“SHE REFUSES TO talk. Honestly, I don’t think she even hears what I’m saying.” The prosecutor, Inez Collin, looked concerned. She crossed her legs, one foot swinging impatiently. Irene admired her shoes, a deep burgundy made of kid leather, very expensive. They were the same color as her outfit, and Irene inwardly complimented her on her color sense. Inez wore a long jacket and a knee-length skirt. Her nails were impeccably manicured in deep wine red, and her blouse was a shimmering light gray silk. The same gray tinted the prosecutor’s nylons and, incredibly, matched her eyes. How did she do it? Did she wear colored contact lenses? Probably not. Inez had always had the same gray eyes and platinum-blond hair in a severe ponytail. Irene couldn’t help admiring her because she was good-looking and well-dressed, but Inez still didn’t hold a candle to Carina Lowander.
Carina remained as silent as a nun. Three times a day, she did her workout in her cell. She played her gym routine on a tiny cassette player, the only item she was allowed. Her arm, in a cast, and her broken ribs didn’t seem to trouble her in the least. When the investigators tried to question her, she sat with a faraway smile on her face, her eyes focused on the wall. A psychological evaluation had already been requested. It would take some time before her mental state could be assessed. Before then the investigative team wanted to clear up the last remaining questions.
“Our difficulty with finding proof is that only Carina herself can answer how the murders actually took place —and why. We really don’t have much. Our main evidence is the flashlight, of course, which was found in the trunk of her car. Can you believe she kept that?! Especially since it was engraved with the letters ICU and M.S. The hair and fingerprints in the suitcases were hers.
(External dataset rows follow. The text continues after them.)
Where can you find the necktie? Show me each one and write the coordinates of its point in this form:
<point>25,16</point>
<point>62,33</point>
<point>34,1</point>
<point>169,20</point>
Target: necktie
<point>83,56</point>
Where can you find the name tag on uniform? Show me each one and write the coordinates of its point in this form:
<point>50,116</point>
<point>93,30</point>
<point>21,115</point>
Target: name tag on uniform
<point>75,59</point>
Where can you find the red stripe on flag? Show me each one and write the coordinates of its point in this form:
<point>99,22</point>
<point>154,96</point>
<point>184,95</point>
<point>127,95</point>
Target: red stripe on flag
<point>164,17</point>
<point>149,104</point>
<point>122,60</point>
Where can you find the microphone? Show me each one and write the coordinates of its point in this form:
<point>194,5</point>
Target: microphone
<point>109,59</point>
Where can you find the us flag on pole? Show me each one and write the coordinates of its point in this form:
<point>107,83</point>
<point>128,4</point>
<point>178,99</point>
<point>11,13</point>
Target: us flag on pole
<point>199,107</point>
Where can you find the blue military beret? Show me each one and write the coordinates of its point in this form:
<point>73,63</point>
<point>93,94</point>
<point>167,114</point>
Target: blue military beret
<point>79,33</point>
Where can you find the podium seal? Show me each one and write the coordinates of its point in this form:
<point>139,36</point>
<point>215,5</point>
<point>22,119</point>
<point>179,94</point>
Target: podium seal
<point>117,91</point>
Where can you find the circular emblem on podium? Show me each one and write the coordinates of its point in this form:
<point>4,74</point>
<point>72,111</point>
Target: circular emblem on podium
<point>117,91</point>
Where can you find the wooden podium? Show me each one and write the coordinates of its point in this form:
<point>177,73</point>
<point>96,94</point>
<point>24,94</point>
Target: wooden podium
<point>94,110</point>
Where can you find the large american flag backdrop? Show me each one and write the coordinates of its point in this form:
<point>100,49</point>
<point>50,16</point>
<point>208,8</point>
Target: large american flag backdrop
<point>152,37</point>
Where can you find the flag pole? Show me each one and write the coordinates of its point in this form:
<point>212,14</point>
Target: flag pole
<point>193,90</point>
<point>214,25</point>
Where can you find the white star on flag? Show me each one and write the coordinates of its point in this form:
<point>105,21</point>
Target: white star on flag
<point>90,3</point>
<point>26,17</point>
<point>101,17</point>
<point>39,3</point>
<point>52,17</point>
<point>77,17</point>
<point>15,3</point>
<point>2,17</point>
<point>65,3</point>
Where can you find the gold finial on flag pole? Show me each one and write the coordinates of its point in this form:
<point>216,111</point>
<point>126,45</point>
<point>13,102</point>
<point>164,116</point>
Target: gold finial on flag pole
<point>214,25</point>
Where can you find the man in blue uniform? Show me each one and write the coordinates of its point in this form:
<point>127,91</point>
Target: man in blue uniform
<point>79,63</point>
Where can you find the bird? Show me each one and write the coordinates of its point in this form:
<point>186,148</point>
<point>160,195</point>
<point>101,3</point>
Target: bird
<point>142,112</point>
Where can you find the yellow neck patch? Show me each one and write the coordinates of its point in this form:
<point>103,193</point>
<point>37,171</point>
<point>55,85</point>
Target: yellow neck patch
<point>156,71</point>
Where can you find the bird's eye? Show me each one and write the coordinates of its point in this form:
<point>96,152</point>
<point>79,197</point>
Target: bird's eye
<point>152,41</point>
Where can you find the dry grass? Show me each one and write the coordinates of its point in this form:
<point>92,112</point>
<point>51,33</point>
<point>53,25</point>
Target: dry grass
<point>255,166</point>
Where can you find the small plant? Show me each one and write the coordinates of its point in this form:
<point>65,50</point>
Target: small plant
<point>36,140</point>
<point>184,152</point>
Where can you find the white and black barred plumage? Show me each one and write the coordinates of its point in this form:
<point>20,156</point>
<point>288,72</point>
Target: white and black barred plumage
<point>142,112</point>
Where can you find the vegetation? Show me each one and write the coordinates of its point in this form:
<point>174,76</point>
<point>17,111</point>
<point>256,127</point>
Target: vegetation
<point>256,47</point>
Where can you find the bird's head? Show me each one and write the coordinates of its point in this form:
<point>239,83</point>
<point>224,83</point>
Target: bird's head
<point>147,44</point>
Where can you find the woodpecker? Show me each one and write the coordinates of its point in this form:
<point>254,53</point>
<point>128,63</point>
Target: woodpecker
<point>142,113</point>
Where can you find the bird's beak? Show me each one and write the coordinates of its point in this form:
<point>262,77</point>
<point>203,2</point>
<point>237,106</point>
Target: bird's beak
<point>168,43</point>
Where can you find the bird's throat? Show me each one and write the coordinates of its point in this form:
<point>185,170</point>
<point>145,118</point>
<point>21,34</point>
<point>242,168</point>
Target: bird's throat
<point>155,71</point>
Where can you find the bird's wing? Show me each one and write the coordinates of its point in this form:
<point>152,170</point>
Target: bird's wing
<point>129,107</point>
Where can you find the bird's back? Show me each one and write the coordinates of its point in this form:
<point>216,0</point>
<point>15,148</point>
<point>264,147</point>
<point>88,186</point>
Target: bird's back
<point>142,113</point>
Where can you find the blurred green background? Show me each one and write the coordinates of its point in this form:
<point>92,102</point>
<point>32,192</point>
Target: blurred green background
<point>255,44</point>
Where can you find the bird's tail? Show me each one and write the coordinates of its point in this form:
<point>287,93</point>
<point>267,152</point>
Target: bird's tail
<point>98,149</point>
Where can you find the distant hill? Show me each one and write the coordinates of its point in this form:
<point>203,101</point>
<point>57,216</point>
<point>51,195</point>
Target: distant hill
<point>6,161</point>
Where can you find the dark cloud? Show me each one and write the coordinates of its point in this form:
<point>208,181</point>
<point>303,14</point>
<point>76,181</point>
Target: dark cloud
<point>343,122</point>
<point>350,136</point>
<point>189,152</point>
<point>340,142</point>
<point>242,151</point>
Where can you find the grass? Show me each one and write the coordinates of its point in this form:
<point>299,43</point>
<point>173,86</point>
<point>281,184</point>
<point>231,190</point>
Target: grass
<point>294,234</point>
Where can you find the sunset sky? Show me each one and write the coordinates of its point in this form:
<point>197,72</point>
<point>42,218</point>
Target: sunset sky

Still, none of this proves that she was the killer. All we really have is the attack on Inspector Huss,” Inez Collin concluded.
“She’s been pretty damn good at eliminating any witnesses,” muttered Superintendent Andersson.
“She missed one,” Birgitta Moberg said, then pausing for dramatic effect. “Siv Persson. I called her in London last night. She’s returning home this afternoon with her son.”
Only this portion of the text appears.